Apesar da pressa do ministro da Fazenda, Fernando Haddad, em definir a proposta do novo arcabouço fiscal, dificilmente ele conseguirá apresentar o texto ao presidente Luiz Inácio Lula da Silva antes da reunião do Comitê de Política Monetária (Copom), do Banco Central (BC), na próxima semana, dizem interlocutores da pasta. Na reunião, nos dias 21 e 22, o Copom deve decidir o nível da taxa básica de juros, atualmente em 13,75% ao ano. O governo gostaria que a taxa fosse reduzida, e a nova regra fiscal é um dos argumentos para convencer o BC a caminhar nessa direção.
Antes de Lula, porém, será preciso que Haddad apresente o arcabouço para a Junta Orçamentária, de acordo com o ministro-chefe da Casa Civil, Rui Costa. A Junta é composta pelos ministérios da Casa Civil, da Fazenda; do Planejamento e Orçamento; e da Gestão e Inovação em Serviços Públicos. Costa afirmou ontem que a reunião deve acontecer "ainda nesta semana", mas não disse a data. Com isso, a apresentação do arcabouço ao presidente Lula será feita "posteriormente" e, na sequência, encaminhada ao Congresso.
Haddad, disse confiar que a definição do novo arcabouço ocorra antes da viagem de Lula à China, prevista para os dias 27 a 30 deste mês, mas o presidente deverá embarcar antes, no dia 24. "Ele acabou de pedir para remarcar, então deve ser esta semana", afirmou.
Ontem, antes da reunião ministerial no Planalto, Haddad entregou o texto ao vice-presidente e ministro do Desenvolvimento, Indústria, Comércio Exterior e Serviços, Geraldo Alckmin, e afirmou que a reação do vice "foi muito boa".
No mercado, ainda há muita incertezas sobre os parâmetros da nova âncora fiscal. A avaliação é de que será difícil para o Banco Central sinalizar qualquer redução dos juros no próximo Copom. Interlocutores da equipe econômica sinalizaram que a nova regra deve buscar um equilíbrio fiscal de médio prazo, com alguma combinação entre recomposição de receitas e crescimento real dos gastos.

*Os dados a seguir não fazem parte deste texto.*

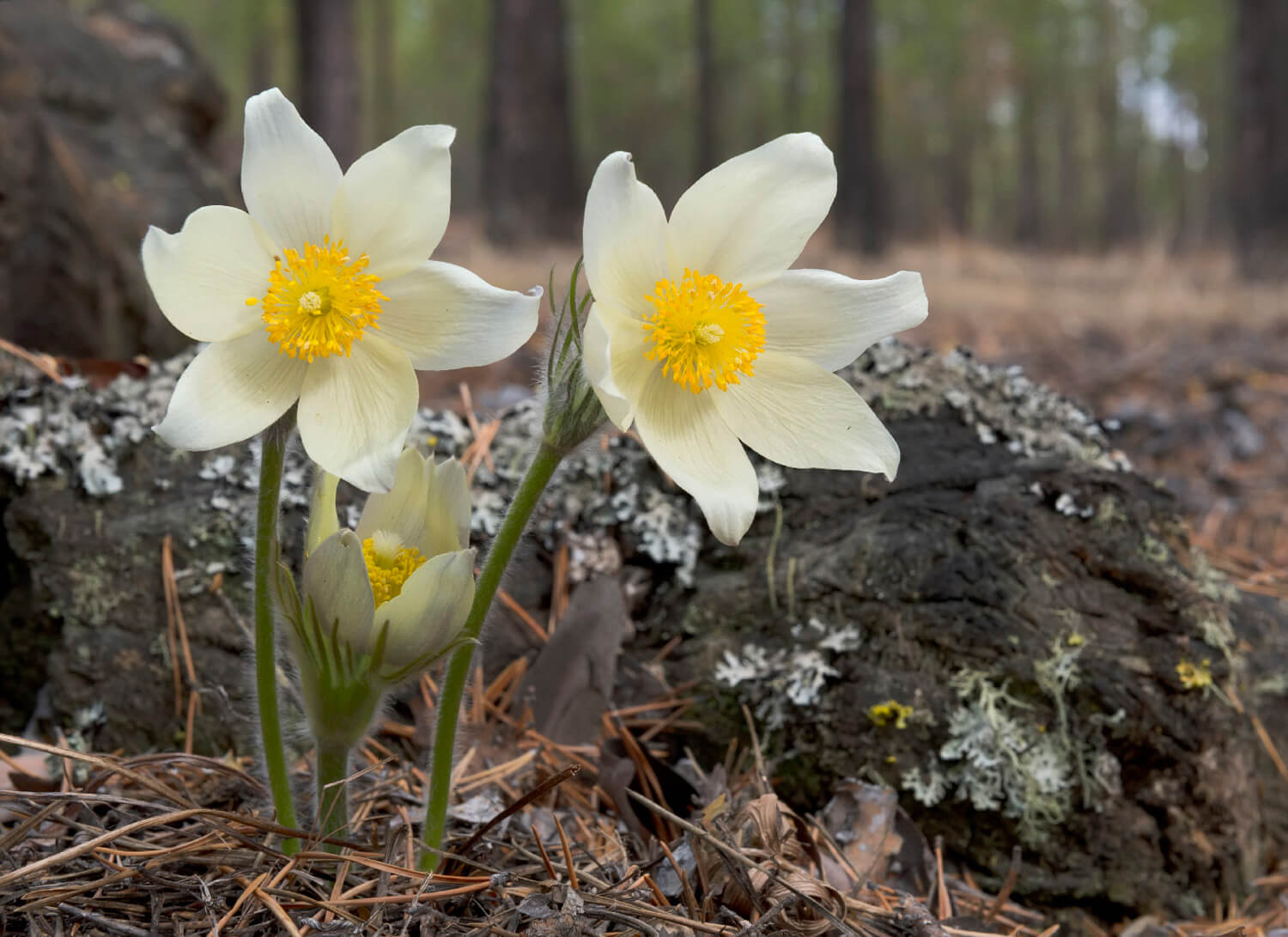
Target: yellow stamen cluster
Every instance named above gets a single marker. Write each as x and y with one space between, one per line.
705 330
1195 676
389 565
319 303
888 712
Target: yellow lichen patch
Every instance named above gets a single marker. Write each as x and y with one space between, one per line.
1195 676
319 303
705 332
888 712
389 565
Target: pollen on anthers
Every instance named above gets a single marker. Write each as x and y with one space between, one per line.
389 563
319 301
705 332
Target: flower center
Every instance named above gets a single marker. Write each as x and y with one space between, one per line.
319 303
705 332
389 563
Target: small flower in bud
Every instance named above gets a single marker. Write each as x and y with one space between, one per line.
386 599
574 411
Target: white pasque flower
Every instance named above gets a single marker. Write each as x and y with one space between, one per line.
324 294
407 570
702 337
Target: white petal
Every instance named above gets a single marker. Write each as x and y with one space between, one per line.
289 173
231 392
355 411
831 319
204 275
749 219
335 578
613 358
798 414
448 519
446 317
688 440
430 610
402 509
623 236
393 203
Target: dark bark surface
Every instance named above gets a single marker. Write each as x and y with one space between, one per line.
1032 602
528 157
106 123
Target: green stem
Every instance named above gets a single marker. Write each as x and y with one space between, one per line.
332 795
544 464
272 455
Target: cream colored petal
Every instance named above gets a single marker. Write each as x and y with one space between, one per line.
393 203
289 174
749 219
446 317
613 358
798 414
831 319
322 516
231 392
335 579
204 275
623 236
430 611
355 410
402 509
692 443
447 521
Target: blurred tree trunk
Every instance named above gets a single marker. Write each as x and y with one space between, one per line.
384 93
1117 167
1028 209
706 110
530 186
860 216
1068 167
327 59
1260 152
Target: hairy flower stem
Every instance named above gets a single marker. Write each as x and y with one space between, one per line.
544 464
332 770
272 455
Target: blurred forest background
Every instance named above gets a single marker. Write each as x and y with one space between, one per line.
1054 125
1097 190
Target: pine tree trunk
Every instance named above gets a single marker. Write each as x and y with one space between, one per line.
860 216
1260 151
530 185
706 110
329 98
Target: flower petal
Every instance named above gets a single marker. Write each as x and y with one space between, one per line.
831 319
430 610
231 392
204 275
448 519
688 440
623 236
355 411
289 173
613 357
798 414
749 219
446 317
393 203
335 579
402 508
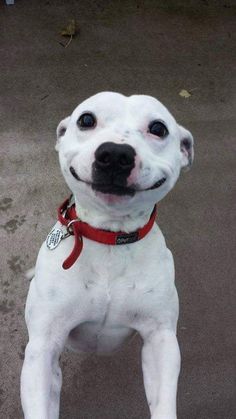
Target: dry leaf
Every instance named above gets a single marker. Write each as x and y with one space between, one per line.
184 93
70 29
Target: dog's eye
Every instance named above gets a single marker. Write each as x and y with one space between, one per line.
86 121
158 128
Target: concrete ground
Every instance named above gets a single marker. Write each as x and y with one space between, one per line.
153 47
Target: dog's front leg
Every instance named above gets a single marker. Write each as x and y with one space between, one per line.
161 365
41 375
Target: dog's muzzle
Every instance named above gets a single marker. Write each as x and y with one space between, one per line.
111 168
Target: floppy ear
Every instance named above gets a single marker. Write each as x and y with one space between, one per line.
186 147
61 130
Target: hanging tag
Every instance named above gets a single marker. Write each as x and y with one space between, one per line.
54 238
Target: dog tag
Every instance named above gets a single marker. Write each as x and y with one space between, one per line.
54 238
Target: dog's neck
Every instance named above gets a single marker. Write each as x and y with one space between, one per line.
112 222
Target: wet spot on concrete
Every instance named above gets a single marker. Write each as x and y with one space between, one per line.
16 264
12 225
5 204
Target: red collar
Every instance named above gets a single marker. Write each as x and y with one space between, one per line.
68 217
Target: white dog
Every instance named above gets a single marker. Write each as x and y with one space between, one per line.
104 271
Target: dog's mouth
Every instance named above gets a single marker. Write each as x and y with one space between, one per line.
114 189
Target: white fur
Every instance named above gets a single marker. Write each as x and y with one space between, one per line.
110 292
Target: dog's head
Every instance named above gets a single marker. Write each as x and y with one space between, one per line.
122 152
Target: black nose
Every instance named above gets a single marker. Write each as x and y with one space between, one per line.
115 157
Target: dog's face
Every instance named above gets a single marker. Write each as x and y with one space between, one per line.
122 152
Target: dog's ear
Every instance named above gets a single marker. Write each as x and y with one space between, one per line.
61 130
186 147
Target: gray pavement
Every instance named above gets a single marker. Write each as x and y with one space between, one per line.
151 47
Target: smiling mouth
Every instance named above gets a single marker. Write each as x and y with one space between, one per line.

Na avaliação do ex-ministro da Fazenda Mailson da Nóbrega, somente após a aprovação do arcabouço pelo Congresso, "provavelmente em junho", o BC terá algo concreto para incluir no modelo de projeções de inflação, a fim de ancorar as expectativas e iniciar um movimento de queda dos juros. Portanto, a pressa de Haddad em querer apresentar a proposta antes do Copom não iria mudar nada.
"Enquanto o arcabouço não for aprovado não vejo nenhuma chance de o Copom baixar os juros. Por enquanto, trata-se apenas de uma declaração de intenções e não tem valor para basear uma decisão de política monetária. O risco de o Congresso ceder aos lobbies e modificar a proposta não é pequeno", avaliou Mailson.
Sergio Vale, economista-chefe da MB Associados, tem a mesma avaliação. E torce para que a proposta tenha o mínimo de interferência de gente de fora do Planejamento e da Fazenda. "O grande risco é tirarem muita coisa da regra do gasto e ela perder credibilidade", acrescentou.
Já o economista e professor da Universidade Estadual de Campinas (Unicamp), Luiz Gonzaga Belluzzo, considera que há espaço para o BC reduzir os juros a partir da próxima semana. "Tem gordura, sim, para, para queimar. Se a Selic continuar no patamar atual, vai ferrar com a economia", alertou.
Em relação ao novo arcabouço, Belluzzo disse esperar que o governo faça uma "proposta razoável", que ajude o país a recuperar o crescimento do Produto Interno Bruto (PIB), algo que não ocorrerá se o governo resolver fazer um ajuste fiscal no meio das turbulências globais. "A economia está em processo de declínio e se a economia cai ou cresce pouco, não gera receita para o superavit primário. E quando a economia capota, a receita fiscal cai", afirmou.
O consenso entre analistas é que é preciso uma regra crível, que não fique sendo alterada anualmente, como ocorreu com o teto de gastos desde 2019, no início do governo Jair Bolsonaro (PL). O especialista em contas públicas e economista-chefe da Ryo Asset, Gabriel Leal de Barros, diz que o governo deve construir um arcabouço adequado, sem pressa. "Não adianta correr para apresentar algo que não ancore o mercado e frustre as expectativas dos agentes econômicos, agudizando a própria trajetória fiscal que se deseja estabilizar", observou.